27th Kelly McGillis Classic International Female Flag Football Championship
&World Challenge, Key West, FL.	January 25–29, 2018
(Full Week of Events: January 22–29)

6th Readington, New Jersey	June 23–24, 2018
Hosted by NJWFF

3rd San Salvador, El Salvador	June 30 – July 1, 2018
Hosted by ASFA

1st Asia Regional Jaipur, India		June 30 – July 1
Hosted by EFLI

3rd Havana, Cuba Friendship Game July 21

15th Gothenburg, Sweden		August 25–26, 2018
Hosted by Gothenburg Angels

4th Key West Women's Fest	September 7–8, 2018
Friendship Game and Clinic - Loose Women Only

13th IWFFA Ptown Classic, September 14–16, 2018
Provincetown, Massachusetts

1st Cancún, Mexico	October 4–8, 2018

5th Guatemala City, Guatemala	November 3–4, 2018
Hosted by Guatemala Women's Flag Football League

28th Kelly McGillis Classic International Women & Girls Flag Football Championship
Key West, Florida, USA January 24–28, 2019 (Games Only)
(Full Week of Events: January 22–29, 2019)

== History ==

In April 1997, the International Women's Flag Football Association (IWFFA) was founded by Diane Beruldsen and is the first international women's flag football association. The IWFFA was developed from previous leagues founded by Diane Beruldsen: Brooklyn Women's Flag Football League, New York Women's Flag Football League, Key West Women's Flag Football League. In 1995 Ms. Beruldsen founded the National Women's Flag Football Association, the very first women's national flag football association.

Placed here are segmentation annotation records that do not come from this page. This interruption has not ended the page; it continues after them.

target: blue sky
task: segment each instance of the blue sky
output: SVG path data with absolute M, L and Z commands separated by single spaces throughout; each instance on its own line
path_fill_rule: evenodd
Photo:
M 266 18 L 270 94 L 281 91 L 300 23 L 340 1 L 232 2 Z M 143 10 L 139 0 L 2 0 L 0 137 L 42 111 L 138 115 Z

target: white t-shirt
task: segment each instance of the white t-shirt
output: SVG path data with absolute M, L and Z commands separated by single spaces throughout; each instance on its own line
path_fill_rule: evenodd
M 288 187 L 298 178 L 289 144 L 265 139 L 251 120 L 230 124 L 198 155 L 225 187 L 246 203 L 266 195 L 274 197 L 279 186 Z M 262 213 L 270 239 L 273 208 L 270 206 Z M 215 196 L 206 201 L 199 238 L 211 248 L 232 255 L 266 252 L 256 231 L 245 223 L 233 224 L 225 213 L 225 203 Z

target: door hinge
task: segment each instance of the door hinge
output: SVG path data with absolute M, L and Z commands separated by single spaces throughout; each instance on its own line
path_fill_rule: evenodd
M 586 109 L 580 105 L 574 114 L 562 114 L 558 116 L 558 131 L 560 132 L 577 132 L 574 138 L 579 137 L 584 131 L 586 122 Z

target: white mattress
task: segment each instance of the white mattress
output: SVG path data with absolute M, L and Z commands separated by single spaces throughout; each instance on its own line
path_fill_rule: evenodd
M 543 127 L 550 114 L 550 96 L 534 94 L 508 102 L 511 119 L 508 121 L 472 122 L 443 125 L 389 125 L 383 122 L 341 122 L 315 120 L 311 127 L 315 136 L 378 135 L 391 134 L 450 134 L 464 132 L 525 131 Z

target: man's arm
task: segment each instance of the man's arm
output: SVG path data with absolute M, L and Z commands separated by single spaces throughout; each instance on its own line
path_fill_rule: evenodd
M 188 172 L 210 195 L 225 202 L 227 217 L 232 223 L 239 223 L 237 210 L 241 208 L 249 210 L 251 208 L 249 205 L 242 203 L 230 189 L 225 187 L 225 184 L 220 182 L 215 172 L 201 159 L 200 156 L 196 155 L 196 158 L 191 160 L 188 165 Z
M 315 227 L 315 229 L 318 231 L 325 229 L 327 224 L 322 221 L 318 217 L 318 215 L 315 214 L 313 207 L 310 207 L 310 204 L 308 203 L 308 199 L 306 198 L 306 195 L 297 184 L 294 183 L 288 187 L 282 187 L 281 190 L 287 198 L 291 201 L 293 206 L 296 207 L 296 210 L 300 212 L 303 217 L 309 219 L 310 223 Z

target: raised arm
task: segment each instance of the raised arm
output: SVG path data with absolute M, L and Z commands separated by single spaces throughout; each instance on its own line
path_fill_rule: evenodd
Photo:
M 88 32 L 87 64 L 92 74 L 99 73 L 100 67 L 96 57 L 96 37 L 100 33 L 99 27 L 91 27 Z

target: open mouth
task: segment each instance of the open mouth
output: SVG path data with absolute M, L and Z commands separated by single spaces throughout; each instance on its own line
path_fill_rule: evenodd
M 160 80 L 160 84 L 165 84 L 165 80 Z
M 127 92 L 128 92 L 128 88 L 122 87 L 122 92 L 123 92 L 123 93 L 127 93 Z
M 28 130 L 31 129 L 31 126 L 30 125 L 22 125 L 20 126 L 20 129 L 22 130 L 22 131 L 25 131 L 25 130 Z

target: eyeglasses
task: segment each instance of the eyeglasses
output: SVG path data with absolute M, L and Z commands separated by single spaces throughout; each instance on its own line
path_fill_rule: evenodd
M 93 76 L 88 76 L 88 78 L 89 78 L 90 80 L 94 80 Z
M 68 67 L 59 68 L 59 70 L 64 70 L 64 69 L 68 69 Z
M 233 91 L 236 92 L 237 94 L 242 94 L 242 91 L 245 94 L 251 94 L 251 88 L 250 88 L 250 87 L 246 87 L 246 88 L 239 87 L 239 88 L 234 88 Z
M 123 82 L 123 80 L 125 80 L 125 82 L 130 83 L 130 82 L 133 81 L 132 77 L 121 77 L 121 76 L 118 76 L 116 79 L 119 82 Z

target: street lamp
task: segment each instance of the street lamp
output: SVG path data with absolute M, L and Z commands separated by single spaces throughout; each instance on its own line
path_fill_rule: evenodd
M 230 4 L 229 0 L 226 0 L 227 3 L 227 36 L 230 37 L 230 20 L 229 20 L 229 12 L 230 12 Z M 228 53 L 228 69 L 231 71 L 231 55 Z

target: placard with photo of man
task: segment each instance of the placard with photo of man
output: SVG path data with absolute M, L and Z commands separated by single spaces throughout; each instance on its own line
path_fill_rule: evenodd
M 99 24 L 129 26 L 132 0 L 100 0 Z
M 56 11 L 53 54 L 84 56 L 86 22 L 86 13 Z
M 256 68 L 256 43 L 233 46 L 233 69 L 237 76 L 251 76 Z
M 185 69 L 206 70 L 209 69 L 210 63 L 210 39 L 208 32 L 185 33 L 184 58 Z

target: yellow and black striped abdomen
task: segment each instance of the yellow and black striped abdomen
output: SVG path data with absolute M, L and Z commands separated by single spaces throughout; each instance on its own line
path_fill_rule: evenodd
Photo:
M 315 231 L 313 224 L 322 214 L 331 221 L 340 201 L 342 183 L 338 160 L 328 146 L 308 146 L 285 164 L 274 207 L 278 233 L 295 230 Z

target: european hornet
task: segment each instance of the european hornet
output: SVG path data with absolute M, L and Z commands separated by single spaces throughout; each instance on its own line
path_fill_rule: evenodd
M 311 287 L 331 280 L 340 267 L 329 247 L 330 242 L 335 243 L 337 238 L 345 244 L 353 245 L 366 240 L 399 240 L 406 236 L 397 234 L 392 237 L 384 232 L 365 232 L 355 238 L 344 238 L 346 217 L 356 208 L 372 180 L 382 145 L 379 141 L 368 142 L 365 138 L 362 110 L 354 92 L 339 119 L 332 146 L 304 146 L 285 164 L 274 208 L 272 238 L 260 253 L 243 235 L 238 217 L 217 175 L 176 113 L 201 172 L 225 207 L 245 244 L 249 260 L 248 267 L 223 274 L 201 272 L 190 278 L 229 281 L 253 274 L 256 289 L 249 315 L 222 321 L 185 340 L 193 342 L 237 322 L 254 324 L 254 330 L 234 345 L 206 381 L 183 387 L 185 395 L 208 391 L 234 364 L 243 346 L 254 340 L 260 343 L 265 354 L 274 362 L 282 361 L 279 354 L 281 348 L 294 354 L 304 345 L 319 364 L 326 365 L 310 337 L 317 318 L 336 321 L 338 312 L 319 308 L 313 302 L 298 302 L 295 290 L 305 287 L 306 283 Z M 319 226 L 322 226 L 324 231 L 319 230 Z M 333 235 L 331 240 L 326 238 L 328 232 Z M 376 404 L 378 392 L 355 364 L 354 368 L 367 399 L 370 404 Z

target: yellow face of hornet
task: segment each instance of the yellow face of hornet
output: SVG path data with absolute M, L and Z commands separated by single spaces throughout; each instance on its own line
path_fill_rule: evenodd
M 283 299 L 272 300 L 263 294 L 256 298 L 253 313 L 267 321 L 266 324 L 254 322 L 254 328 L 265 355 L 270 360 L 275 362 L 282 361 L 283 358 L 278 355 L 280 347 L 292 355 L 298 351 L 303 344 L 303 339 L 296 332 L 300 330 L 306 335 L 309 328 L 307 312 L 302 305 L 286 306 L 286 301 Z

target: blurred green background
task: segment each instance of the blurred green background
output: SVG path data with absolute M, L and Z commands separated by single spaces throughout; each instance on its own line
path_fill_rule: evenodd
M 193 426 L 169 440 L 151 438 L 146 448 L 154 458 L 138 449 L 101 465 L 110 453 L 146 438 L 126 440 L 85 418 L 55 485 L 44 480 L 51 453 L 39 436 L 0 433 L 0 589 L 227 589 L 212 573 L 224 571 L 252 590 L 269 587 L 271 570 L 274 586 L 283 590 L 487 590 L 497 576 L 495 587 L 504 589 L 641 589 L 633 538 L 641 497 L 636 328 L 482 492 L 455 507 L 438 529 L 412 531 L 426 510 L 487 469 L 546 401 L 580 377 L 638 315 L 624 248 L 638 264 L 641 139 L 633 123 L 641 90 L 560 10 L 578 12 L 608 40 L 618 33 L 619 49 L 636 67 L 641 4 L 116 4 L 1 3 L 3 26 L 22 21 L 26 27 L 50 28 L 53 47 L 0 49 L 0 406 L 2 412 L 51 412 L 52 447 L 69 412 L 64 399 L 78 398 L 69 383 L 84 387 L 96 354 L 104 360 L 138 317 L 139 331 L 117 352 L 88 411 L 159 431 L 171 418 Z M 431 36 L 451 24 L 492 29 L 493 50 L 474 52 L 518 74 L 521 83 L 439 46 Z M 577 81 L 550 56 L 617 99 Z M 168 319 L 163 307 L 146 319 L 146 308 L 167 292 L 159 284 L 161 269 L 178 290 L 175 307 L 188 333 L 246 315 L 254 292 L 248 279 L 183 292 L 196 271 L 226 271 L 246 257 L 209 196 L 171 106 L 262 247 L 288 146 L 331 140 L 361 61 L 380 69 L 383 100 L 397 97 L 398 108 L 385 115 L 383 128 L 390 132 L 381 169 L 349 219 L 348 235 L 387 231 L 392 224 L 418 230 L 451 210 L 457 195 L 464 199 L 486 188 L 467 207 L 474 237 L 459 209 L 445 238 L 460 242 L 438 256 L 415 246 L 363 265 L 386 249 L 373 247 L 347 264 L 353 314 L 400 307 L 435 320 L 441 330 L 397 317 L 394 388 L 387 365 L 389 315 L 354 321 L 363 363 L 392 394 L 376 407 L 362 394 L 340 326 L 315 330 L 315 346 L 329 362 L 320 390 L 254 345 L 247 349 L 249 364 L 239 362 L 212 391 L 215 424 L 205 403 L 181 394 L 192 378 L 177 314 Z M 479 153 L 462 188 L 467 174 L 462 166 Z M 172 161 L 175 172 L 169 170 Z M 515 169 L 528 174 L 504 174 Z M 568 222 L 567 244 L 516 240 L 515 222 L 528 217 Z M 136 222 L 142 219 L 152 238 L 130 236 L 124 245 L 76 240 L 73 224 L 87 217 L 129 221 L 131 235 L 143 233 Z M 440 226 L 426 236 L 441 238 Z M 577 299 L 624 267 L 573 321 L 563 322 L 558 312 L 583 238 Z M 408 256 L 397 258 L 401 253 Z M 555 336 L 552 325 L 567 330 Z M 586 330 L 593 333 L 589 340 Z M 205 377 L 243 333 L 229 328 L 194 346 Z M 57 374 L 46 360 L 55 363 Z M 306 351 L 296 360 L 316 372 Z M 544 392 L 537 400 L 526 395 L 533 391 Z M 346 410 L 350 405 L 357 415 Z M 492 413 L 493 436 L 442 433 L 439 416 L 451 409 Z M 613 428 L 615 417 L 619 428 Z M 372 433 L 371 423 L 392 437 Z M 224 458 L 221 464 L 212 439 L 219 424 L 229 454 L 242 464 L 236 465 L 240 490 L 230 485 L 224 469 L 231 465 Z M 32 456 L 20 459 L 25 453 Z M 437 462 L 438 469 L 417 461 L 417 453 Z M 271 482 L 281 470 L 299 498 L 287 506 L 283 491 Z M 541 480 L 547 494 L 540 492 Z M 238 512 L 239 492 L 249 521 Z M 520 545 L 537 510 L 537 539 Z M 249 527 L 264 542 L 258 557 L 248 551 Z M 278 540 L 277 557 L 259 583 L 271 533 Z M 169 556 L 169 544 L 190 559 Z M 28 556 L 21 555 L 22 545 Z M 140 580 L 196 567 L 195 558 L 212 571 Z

Since its inception, the IWFFA has traveled to other countries throughout Europe to introduce the sport and start new teams and leagues. In 1997, the IWFFA brought flag football to Scandinavia by starting the first women's flag football team in Denmark: the Copenhagen Mermaids. In 1999 the Oslo Trolls (Norway) was formed. In 2000, the Gothenburg Angels (Sweden), Team Ice (Iceland) was formed and as the IWFFA traveled for six months during its 2000 promotional tour throughout the Nordic Region (Norway, Sweden, Denmark, Iceland, Finland), many teams were formed and thus, the Nordic Region for Women's Flag Football. The IWFFA travels all over the world to promote female flag football. The majority of teams and leagues are in the United States where it holds the largest female flag football tournament: Kelly McGillis Classic (KMC). In 2001, the KMC hosted 49 teams, 9 international and 40 national teams from the USA. It was the largest international flag football competition ever which brought 1,500 flag football players to the island of Key West, Florida, USA.

The First Annual World Challenge Game sponsored by Tylenol was held in 2008 following the regular tournament play of the Kelly McGillis Classic. U.S.A. All Stars vs International All Stars make up the two competing teams in the World Challenge Games, which has become a great competition displaying female flag football athleticism at its best.